Defining Google Search Console URL parameters

Some sites (usually in e-commerce) contain the same content  It adds certain parameters to these URLs so that they can be used in multiple URLs. If you've shopped online before, you've probably narrowed down your search results with the help of filters. “For example, on Amazon”, “shoes”; You may have searched and narrowed down your results in terms of size, color and style. The URL changes slightly with each collapse:

https://www.example.com/products/women/dresses/green.htmhttps://www.example.com/products/women?category=dresses&color=greenhttps://example.com/shopindex .php?product_id=32&highlight=green+dress&cat_id=1&sessionid=123$affid=43

How does Googlel know what type of URL to serve to the searcher? Google does a pretty good job of determining the representative URL on its own, but in Google Search Console; By using the URL parameters feature, you can more accurately determine Google's approach to your pages. If this feature allows Googlebot to "crawl URLs with parameters _ _ _"; If you use the command to give the command, you are choosing to hide this content from Googlebot, which may result in those pages getting lost in search results. You'll want to do this if those parameters create repetitive pages. However, this is ideal if you want those pages to be indexed.uml;ntem is not.

Can browsers find all your important content?

Now, here are a few questions about keeping search engine crawlers away from your junk content. Now that you know the tactics, let's learn about optimizations that help Googlebot find your important pages.

Sometimes, a search engine can crawl some parts of your site, but other parts may be hidden for one reason or another. It is very important to ensure that not only your homepage but also the content you want to be indexed is found by search engines.

Ask yourself this: Can the bot crawl from inside your website, not just up to it?

Is your content hidden behind login forms?

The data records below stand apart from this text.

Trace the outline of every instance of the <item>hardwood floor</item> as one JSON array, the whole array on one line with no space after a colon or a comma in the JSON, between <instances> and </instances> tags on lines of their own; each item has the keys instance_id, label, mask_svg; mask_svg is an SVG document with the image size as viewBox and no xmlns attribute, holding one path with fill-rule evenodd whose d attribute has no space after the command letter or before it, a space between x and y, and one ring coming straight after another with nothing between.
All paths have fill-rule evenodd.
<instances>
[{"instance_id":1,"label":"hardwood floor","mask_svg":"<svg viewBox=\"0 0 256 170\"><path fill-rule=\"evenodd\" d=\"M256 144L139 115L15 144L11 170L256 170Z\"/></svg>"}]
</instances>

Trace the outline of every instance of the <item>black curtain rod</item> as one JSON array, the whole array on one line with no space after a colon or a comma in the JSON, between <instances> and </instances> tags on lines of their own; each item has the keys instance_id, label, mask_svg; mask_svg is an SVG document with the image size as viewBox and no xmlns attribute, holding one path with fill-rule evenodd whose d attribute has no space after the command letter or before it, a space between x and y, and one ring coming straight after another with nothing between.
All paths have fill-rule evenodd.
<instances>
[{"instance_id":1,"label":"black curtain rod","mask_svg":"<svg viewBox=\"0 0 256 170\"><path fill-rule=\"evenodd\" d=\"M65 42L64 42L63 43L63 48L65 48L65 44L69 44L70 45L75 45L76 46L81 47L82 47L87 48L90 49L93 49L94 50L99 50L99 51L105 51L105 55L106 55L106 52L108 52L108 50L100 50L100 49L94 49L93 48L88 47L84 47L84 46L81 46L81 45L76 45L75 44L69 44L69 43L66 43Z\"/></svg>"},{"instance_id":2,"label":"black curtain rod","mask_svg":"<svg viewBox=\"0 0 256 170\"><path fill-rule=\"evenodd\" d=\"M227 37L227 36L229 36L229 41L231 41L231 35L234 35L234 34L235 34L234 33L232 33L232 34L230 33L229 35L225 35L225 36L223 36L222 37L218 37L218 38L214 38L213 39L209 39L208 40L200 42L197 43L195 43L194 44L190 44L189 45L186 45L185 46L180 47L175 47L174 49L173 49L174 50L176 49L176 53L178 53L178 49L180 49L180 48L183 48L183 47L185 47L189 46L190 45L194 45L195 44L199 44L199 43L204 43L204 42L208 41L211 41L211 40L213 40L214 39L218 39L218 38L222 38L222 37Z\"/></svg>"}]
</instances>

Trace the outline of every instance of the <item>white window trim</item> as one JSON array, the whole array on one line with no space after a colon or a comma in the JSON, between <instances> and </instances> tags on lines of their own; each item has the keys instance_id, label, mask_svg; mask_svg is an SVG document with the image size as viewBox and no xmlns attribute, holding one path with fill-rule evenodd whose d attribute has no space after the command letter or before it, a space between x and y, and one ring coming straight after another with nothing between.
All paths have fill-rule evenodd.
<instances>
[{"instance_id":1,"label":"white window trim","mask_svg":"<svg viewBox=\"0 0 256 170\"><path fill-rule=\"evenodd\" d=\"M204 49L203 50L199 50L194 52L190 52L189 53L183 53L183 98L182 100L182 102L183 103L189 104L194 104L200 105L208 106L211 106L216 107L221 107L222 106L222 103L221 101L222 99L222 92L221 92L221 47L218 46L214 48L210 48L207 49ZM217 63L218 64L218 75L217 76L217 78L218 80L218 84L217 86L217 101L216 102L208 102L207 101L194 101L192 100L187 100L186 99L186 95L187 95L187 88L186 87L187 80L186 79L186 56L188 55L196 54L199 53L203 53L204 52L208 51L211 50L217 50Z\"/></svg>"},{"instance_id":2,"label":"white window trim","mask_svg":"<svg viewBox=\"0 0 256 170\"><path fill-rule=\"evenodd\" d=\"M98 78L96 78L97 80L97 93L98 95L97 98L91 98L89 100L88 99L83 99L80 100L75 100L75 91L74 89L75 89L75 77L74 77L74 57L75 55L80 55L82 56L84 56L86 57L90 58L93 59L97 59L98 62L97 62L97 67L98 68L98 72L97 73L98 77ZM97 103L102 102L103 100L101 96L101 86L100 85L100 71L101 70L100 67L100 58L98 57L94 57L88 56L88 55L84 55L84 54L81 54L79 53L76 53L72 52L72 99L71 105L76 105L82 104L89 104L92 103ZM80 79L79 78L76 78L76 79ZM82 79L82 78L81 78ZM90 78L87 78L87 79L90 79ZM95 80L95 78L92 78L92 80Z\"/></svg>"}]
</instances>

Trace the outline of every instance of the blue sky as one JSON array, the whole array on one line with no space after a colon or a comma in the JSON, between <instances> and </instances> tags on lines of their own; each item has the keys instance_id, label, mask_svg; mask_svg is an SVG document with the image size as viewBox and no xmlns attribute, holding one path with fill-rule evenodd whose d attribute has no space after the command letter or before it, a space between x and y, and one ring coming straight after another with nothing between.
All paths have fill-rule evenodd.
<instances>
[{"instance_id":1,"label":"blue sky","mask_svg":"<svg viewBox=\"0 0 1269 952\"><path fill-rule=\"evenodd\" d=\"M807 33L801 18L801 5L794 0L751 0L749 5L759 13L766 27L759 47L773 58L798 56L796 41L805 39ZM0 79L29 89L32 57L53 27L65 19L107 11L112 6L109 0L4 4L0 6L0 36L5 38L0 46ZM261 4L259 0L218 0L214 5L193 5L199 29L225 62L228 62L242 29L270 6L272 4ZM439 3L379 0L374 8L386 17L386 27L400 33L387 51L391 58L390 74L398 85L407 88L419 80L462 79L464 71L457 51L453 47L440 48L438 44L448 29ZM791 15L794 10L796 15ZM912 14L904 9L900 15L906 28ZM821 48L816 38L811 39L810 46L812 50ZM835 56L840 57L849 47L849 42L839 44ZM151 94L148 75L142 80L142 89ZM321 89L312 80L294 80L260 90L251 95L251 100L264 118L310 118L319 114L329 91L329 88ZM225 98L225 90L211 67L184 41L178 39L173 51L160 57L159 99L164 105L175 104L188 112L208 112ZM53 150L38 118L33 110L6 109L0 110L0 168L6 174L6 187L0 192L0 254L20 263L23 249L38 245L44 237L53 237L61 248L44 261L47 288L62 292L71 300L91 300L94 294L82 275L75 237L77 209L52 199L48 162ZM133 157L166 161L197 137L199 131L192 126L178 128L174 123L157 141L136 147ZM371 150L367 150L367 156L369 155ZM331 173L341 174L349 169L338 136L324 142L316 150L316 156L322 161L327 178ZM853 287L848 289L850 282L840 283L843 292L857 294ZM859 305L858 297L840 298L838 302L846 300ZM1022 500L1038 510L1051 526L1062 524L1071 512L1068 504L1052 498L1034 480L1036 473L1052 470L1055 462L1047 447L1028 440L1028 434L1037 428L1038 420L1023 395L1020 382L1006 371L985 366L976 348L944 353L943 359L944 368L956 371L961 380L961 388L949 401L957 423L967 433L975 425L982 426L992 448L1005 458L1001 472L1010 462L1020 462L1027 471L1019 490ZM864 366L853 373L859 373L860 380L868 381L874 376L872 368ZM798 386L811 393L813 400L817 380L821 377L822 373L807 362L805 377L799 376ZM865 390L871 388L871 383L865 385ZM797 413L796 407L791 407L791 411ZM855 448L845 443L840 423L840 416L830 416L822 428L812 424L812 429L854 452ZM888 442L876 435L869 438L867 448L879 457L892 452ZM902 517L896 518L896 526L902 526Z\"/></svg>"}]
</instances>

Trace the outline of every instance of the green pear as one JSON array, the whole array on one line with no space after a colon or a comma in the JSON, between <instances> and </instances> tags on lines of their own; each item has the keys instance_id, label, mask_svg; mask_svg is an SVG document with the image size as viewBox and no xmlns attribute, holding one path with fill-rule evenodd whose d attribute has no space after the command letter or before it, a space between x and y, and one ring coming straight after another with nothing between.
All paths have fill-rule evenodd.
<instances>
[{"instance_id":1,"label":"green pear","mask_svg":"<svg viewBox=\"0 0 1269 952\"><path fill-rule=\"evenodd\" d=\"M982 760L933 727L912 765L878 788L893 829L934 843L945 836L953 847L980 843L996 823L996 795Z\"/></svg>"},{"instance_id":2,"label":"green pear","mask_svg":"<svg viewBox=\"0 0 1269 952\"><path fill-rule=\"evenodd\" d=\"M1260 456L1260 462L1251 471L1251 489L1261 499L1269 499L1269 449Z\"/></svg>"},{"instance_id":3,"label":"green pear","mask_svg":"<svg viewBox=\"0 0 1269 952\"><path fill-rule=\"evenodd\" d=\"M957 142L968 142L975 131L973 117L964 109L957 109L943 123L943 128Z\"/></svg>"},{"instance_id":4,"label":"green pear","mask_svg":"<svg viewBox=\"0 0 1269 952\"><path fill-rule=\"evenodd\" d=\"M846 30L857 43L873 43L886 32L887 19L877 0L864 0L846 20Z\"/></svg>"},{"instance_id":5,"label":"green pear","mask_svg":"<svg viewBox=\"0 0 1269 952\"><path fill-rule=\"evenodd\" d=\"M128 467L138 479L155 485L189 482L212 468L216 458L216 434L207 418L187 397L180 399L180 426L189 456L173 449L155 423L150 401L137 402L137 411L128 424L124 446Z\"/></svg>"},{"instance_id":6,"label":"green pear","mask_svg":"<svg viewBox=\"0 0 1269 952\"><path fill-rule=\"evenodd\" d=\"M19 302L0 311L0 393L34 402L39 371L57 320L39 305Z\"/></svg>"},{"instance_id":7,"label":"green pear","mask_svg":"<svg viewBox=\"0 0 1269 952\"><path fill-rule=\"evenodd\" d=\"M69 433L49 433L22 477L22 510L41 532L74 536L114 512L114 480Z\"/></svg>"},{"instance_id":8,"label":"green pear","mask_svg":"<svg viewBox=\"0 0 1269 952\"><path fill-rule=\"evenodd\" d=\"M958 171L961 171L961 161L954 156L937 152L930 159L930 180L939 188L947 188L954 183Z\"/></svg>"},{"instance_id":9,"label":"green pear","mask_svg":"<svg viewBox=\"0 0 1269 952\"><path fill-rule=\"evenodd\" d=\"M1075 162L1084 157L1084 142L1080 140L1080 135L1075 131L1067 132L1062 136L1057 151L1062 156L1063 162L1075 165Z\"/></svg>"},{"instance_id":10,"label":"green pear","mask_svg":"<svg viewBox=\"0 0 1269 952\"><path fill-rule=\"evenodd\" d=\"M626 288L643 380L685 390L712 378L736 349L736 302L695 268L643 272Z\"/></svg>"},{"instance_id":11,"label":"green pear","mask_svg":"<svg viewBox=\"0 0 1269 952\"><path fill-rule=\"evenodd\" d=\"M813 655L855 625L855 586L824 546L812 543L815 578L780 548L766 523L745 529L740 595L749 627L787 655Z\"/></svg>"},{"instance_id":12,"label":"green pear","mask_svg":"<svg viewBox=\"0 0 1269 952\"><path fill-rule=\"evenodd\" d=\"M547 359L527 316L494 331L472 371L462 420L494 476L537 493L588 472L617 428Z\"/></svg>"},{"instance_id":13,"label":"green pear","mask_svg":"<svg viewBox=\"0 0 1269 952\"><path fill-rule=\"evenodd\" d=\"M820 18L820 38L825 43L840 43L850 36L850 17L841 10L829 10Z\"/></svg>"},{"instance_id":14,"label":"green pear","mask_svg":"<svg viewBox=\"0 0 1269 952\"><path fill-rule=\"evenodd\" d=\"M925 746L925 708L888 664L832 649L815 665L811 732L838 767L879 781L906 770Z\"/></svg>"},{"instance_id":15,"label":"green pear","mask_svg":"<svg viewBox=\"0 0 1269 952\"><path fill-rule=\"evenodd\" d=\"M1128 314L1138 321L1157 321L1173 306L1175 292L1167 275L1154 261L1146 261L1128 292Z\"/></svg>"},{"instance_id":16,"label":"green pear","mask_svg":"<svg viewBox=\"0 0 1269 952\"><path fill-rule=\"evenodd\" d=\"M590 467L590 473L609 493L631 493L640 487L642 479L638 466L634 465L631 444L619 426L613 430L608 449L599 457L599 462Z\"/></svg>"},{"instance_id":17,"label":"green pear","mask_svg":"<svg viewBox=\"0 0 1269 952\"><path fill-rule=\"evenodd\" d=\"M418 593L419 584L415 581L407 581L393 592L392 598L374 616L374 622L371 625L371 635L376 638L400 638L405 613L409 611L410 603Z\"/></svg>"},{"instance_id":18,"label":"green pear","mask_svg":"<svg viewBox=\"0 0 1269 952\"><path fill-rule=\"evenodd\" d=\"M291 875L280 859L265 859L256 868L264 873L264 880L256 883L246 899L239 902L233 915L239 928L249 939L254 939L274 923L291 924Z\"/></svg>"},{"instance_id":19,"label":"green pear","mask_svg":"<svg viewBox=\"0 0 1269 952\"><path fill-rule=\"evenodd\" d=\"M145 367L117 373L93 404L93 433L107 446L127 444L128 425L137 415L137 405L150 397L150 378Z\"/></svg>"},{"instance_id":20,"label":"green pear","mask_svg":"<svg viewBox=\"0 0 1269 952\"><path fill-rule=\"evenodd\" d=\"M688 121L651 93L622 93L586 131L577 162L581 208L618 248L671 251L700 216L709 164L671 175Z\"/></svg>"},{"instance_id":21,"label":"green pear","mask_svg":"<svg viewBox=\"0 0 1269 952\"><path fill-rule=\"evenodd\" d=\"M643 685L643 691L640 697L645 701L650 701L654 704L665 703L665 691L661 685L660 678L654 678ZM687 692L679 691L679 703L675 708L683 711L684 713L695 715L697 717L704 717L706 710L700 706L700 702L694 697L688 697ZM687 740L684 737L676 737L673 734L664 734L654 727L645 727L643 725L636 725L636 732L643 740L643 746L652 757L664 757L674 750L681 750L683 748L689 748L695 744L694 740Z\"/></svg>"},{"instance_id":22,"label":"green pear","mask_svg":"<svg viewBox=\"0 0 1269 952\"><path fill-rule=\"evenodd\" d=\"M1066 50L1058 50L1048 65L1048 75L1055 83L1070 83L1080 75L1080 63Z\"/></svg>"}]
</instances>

If your users need to log in, fill out forms, or answer questions in order to access certain content, search engines will not see those protected pages. A browser will never log in.

Do you trust search forms?

Robots cannot use search forms. Some people believe that by placing search boxes on their sites, search engines can find whatever users are looking for.

Is the text hidden in the non-text content?

Non-text content types (images, video, GIF, etc.) should not be used to display text that is intended to be indexed. Although search engines are improving in recognizing and reading images, there is no guarantee that they will be able to understand and read them all yet. For the markup of your web page

it is best to add.

Can search engines track your site's navigation?

Your site needs a way that guides you from page to page, just as browsers need to use link paths on other sites so that they can discover your site. hears. You have a page that you want search engines to find, but if it's not linked to another page, it doesn't matter if that page is invisible. Many sites make critical mistakes when configuring their navigation, which search engines cannot reach and which will prevent the site from appearing in search results.

Common navigation errors that prevent crawlers from seeing your entire site

  • Desktop; have a mobile navigation that gives different results than the version of
  • menu such as JavaScript-enabled navigations Any type of navigation where "elements" are not in HTML. While Google has improved in understanding and crawling Javascript, this is still an excellent process; is not. The best way to get something to be found, understood and indexed by Google is to embed it in HTML.
  • Personalization or a unique type of navigation for the visitor compared to others; displaying may clog search engine crawlers
  • Forgetting to connect with someone on the homepages of your website via navigation. Remember, links are paths crawlers use to new pages!

This is why it's important for your website to have clean navigation and helpful URL file structures.

Do you have a clean information architecture?

Information architecture is optimizations and tagging applied to increase the efficiency and availability of the content on a website for users. The best information architecture is intuitive, meaning users shouldn't have to think much about navigating or finding something to navigate your website.

Do you use sitemaps?

A sitemap, just as the name suggests, is a list of URLs that crawlers use to discover and index the content on your site. The easiest way to ensure that Google can find your top priority pages is to create a file that conforms to Google's standards and submit it through Google Search Console. While submitting a sitemap doesn't eliminate the need for navigation, it does help crawlers follow the path to your important pages.

Even if your site is not linked to another site, you can have the opportunity to have it indexed by sending your XML sitemap to Google Search Console. While there's no guarantee they'll index a submitted URL, it's worth a try!

Do browsers encounter errors when accessing URLs?

When crawling URLs on your site, crawlers may encounter errors.ir. “Browser Errors” in Google Search Console; can detect which URL's are causing these errors. The report it will give you is “not found” it will show server errors, not errors. Server input files also show other information that is like a treasure trove of information, as if the scan was tight. Accessing server input files is a more advanced tactic, so this is the beginning. we will not tell in the guide.

Before the browser does anything notable with the error reports, "server errors" and "cannot be found" will appear. Understanding your mistakes is öimportant.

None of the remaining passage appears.